1. Kirkpatrick and Phillip’s “5 Levels of Evaluation”
2. McCall, Lombardo, and Morrison’s (supposedly) “70-20-10 Model”
3. Conrad Gottfredson’s “5 Moments of Learning Need”
For many, these have been grounding and defining moments. They have given our industry a powerful way to have a collective conversation around complex and abstract concepts. At the same time there is a dark side to all this: In our industry, we get ourselves into trouble by creating more questions than answers.
There are a few things we need to be careful about. The first is one of my pet peeves with our industry. We often put sizzle ahead of substance. Each of these expressions says a mouthful offering amazing promise and impact. I have seen many of these in five-year plans and strategies, and these were by senior leaders outside the learning domain — CEOs and others in the C-suite.
On the one hand, that’s a good thing. It shows that these frameworks resonate and align to their way of thinking and, more importantly, their view of what’s strategic to the business. The challenging part is they then look to the chief learning officer to implement them. There lies the problem.
Candidly, I’ve talked to many who get the numbers but have no idea now to achieve them. Many of these frameworks don’t align to our skill set, products and methodologies. If you compare them with much of what we offer, we come up short on all three. We need to rethink our approaches and solutions within our own industry before we elevate these to the boardroom. There’s power in this community. We need to spend some time together working these things out.

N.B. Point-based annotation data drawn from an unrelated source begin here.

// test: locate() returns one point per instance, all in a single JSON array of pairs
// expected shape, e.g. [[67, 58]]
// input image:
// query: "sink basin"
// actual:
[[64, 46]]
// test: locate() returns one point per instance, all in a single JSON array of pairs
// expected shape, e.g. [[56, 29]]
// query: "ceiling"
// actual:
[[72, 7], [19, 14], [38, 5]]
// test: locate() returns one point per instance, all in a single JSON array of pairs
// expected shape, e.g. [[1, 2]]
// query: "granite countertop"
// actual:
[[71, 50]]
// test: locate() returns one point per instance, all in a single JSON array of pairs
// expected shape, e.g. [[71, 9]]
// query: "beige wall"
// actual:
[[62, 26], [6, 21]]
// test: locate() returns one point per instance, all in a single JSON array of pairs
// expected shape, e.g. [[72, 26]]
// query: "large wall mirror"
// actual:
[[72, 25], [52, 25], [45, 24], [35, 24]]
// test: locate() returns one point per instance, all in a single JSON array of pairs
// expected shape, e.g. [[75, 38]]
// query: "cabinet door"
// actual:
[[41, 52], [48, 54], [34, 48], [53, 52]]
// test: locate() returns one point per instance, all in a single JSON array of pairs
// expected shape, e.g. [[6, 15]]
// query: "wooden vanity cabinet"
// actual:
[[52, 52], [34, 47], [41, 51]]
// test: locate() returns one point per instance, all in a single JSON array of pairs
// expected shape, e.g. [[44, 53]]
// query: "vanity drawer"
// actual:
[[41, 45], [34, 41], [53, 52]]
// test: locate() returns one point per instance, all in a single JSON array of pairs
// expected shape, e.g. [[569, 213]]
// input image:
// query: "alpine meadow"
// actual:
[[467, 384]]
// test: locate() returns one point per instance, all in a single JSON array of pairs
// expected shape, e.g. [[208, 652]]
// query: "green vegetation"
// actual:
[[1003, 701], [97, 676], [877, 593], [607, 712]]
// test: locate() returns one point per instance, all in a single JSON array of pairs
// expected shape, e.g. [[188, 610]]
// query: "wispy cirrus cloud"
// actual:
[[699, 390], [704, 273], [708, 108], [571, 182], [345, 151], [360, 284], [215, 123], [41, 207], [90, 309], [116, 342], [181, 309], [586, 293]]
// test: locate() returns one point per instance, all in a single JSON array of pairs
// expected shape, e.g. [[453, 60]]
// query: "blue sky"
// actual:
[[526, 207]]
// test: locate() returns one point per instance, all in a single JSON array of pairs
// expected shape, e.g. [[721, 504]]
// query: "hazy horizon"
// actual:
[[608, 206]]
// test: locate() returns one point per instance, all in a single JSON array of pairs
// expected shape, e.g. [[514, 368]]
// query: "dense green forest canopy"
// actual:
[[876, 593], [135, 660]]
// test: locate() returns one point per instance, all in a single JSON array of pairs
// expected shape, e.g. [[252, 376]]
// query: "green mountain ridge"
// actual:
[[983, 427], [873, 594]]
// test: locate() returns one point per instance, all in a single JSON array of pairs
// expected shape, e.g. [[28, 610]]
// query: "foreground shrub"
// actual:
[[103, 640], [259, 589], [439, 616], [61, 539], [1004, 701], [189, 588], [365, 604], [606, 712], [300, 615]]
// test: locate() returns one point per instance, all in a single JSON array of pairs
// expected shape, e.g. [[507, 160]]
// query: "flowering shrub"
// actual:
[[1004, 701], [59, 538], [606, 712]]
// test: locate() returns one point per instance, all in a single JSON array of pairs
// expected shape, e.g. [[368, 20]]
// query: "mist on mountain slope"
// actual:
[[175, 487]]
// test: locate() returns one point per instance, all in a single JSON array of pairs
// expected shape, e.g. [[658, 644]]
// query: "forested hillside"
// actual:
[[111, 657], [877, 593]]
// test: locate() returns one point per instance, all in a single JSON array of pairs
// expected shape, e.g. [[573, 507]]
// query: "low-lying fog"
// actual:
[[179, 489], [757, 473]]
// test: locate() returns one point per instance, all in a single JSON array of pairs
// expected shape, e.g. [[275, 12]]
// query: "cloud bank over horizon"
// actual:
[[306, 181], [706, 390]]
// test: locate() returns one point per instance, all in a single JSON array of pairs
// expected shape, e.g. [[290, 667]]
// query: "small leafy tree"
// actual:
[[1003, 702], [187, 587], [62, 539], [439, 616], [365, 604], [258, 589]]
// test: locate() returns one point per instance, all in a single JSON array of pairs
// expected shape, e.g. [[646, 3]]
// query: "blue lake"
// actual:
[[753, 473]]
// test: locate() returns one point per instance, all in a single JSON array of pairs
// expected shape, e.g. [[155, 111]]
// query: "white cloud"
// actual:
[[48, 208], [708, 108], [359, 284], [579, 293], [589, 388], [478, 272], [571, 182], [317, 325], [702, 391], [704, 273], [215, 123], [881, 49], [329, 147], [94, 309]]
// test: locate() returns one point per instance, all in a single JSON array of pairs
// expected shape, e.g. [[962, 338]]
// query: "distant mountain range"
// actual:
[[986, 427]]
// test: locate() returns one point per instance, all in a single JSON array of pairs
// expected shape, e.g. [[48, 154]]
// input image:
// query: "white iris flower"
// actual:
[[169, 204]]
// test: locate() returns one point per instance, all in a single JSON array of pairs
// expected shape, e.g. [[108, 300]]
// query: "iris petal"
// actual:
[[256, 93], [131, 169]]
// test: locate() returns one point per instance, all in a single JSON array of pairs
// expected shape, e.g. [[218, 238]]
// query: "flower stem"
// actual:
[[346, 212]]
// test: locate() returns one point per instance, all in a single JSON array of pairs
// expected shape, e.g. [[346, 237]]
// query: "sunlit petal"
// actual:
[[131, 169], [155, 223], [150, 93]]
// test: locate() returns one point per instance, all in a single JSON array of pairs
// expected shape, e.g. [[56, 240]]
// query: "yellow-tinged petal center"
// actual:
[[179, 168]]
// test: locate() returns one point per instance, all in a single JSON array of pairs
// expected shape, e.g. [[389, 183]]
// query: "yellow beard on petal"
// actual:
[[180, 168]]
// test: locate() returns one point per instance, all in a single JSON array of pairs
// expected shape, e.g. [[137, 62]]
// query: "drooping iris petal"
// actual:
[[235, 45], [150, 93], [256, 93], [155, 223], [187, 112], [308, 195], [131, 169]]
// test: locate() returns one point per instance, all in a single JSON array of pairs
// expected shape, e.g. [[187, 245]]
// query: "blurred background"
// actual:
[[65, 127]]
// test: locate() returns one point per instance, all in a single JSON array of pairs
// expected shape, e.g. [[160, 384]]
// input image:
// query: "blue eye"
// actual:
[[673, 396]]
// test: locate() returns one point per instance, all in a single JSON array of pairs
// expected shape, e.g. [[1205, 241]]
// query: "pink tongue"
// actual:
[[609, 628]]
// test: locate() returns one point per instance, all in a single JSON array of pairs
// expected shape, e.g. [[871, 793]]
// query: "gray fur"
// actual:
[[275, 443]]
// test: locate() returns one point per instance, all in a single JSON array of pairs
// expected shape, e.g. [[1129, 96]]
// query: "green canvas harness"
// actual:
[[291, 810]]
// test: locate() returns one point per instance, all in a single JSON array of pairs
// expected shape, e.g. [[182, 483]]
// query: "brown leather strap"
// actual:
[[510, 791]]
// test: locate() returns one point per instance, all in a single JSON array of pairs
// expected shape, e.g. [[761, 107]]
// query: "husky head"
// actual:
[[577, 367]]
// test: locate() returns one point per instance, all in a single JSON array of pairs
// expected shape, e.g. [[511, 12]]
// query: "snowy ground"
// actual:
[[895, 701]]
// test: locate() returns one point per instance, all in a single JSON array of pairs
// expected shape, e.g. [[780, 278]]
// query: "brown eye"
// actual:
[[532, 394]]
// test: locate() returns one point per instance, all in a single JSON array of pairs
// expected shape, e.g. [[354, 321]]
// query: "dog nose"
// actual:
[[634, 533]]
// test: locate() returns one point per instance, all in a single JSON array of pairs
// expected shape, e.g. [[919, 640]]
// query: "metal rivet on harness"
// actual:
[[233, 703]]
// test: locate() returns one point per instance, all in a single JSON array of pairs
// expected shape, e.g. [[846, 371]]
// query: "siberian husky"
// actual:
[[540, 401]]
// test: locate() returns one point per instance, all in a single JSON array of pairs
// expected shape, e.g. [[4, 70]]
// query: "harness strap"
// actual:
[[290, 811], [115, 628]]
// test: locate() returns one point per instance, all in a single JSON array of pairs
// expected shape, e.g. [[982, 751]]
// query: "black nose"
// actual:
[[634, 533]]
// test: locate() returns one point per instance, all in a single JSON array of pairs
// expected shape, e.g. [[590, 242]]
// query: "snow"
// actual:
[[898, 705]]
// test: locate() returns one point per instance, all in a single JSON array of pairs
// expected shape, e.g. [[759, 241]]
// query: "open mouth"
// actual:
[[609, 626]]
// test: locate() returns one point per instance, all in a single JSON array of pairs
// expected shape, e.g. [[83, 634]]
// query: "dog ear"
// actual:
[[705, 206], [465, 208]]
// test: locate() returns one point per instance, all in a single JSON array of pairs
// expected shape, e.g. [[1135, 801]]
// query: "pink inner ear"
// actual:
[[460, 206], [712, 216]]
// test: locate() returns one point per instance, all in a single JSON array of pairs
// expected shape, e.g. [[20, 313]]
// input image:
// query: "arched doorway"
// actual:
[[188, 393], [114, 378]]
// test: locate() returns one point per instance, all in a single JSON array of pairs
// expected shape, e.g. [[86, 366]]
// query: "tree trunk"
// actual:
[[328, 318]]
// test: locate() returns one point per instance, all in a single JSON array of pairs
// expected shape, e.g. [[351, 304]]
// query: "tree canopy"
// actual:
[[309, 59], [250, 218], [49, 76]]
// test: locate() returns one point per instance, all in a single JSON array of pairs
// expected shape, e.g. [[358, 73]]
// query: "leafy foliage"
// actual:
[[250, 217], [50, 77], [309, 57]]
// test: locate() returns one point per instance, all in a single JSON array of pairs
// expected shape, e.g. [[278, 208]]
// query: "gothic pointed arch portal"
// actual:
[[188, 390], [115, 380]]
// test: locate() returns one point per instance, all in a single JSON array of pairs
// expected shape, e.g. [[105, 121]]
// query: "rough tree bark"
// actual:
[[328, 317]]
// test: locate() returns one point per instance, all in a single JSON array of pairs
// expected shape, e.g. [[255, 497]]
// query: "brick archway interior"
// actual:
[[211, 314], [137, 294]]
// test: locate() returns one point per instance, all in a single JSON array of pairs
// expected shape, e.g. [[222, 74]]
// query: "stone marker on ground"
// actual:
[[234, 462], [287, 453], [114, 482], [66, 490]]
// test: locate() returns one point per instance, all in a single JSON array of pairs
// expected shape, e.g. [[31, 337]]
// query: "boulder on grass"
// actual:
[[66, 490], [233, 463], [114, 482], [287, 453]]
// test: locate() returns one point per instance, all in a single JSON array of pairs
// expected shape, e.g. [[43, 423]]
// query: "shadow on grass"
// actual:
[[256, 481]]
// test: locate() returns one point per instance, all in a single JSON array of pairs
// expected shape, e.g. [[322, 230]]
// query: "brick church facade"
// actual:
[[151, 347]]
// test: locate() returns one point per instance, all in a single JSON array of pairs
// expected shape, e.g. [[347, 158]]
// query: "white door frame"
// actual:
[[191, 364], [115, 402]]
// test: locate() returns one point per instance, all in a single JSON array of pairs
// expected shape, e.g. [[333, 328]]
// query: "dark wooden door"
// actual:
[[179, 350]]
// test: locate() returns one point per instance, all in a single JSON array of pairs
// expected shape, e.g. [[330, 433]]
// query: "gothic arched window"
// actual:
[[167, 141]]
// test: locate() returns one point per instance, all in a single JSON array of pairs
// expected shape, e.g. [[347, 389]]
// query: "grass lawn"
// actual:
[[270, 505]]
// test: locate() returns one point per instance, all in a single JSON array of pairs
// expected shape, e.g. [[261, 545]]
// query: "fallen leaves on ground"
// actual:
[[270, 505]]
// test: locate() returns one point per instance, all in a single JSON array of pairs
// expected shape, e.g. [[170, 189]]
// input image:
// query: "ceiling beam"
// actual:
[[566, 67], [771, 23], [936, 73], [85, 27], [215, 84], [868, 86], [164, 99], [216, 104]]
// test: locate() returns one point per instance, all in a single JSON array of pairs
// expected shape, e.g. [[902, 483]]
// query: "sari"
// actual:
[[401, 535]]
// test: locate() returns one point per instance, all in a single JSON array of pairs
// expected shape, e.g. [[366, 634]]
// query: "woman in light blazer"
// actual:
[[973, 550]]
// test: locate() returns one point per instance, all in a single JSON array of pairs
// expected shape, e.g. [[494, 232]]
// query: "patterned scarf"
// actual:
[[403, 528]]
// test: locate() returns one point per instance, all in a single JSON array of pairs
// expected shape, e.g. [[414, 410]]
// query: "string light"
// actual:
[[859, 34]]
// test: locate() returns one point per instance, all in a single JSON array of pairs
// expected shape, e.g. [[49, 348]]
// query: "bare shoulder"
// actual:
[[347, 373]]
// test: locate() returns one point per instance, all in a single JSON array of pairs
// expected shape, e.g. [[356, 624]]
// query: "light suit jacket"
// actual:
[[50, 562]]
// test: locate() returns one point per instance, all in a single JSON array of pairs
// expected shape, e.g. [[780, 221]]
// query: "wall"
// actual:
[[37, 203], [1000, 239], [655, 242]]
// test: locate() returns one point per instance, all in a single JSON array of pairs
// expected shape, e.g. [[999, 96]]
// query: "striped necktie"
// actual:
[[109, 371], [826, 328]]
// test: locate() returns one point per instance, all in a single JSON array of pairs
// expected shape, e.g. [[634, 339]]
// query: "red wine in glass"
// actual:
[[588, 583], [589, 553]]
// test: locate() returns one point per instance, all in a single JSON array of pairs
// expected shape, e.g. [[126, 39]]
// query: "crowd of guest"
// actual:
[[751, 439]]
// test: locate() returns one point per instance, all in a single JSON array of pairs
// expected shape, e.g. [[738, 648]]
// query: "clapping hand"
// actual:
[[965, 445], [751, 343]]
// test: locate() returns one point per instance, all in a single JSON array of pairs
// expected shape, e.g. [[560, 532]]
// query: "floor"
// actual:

The second issue is around the numbers themselves. I’ve seen two interesting things happen every time we introduce one of these things. First, we get caught up in the numbers themselves. Many of these frameworks are just that — frameworks. They are highly conceptual or theoretical models. They are principles, not rules. They are meant to guide ahigher-level conversation supported by a lower-level set of details and logistics. Achieving these things within your enterprise will vet the numbers. Hassling over “Is the 70 really 80?” or “Isn’t learning moment three a lot like learning moment four?” gets us nowhere and never was the point.
Guidelines are just that. They are meant to guide, not dictate. Only when a gifted learning leader peels back the layers in these frameworks and makes them work within their context do the real numbers materialize. Again, it’s not about the numbers — it’s the implementation and results that matter. Each will manifest differently within each organization.
The next issue I’ve seen is the result of numbering something in the first place. A numbered list implies two things: sequence and ranking. In the case of the aforementioned frameworks, being No. 1 or working on it first does not serve any of these models.
For example, I’ve talked to many learning professionals attempting to implement the five levels of learning and when I ask how they’re doing, I hear, “We’re finalizing the first two and moving on to the last three next.” That’s not the approach. In Gottfredson’s model, he would argue the entire purpose of this approach is to focus on moment three — the moment of apply — first, and leave moments one and two until last. Again, this gets back to better understanding the principles before we take them to a practical level.
So, what’s in a number? In this case, frankly, not much. Guidelines and frameworks are just the beginning as we work to reach our learners in amazing ways, in and of the workflow. We each need to find a way to make the math work in our learning teams. The better we can integrate and internalize these approaches at an operational level, the greater chance we have of benefiting from them.